Today, Jin is working on a project which marries the three currents of her musical training: the years spent mastering the guzheng, her love for improvisation and experimental music, and her training in film and video game composition through TAC. With the help of faculty members Clint Bajakian and Taurin Barrera, she is tackling new challenges. “I realized there are two things I need to figure out: how to make non-acoustic sounds blend into the guzheng, and how to amplify my instrument so that it sounds good in a live show.”
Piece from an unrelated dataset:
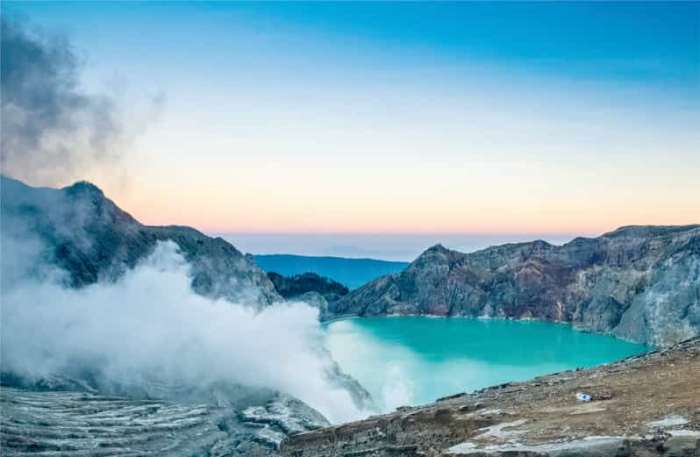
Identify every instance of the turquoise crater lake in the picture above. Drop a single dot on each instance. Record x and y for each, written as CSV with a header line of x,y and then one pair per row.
x,y
415,360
The solution is a customized MIDI controller and amplification system that is designed for the guzheng. The device plugs into a laptop and has knobs, touch pads, and motion sensors to play with the sounds created on the instrument.
“I’m testing where to put the microphone and I want to see which extended techniques can come out of the controller,” she says. A big challenge is figuring out how to amplify each of the 21 strings.
The end goal? Turn the guzheng into an electric guitar.
Now a third-year TAC student, Jin has already produced electroacoustic music and was invited to perform at the International Computer Music Conference in Shanghai in 2017. She has collaborated with Matmos, the experimental electronic music duo, and in 2018, orchestrated a traditional Chinese piece for guzheng and string quartet featuring live processing on her instrument.
On the technical side, Jin spent a month in the summer of 2017 in a recording studio with the aim to record every frequency possible on the guzheng, from lowest to highest, along with different articulations and extended techniques. Now in post-production, this 50 GB sample library will eventually be available to people using computer software to write music. When they want to hear their music played on the guzheng, it will be Jin’s recordings that will be played back to them.
If you ask Jin what her music sounds like, she’ll tell you there’s no one answer. “I don’t have a particular genre,” she says. “I like to do a lot of electronic mock-ups with my acoustic instrument. At the same time, I do pop music, sometimes EDM, and other times a very traditional string quartet. I don’t want to restrict myself into any sort of musical genre. Inspiration can come from anywhere.
“When I’m writing and composing I ask myself, ‘What is the more creative way to write this so that it’s more interesting and more engaging to my audience?’ I want my music to express my artistic values and contribute to my audience in a positive way.”
One thing is certain, as Jin’s musical career evolves, her guzheng-turned-electric guitar is sure to be always by her side.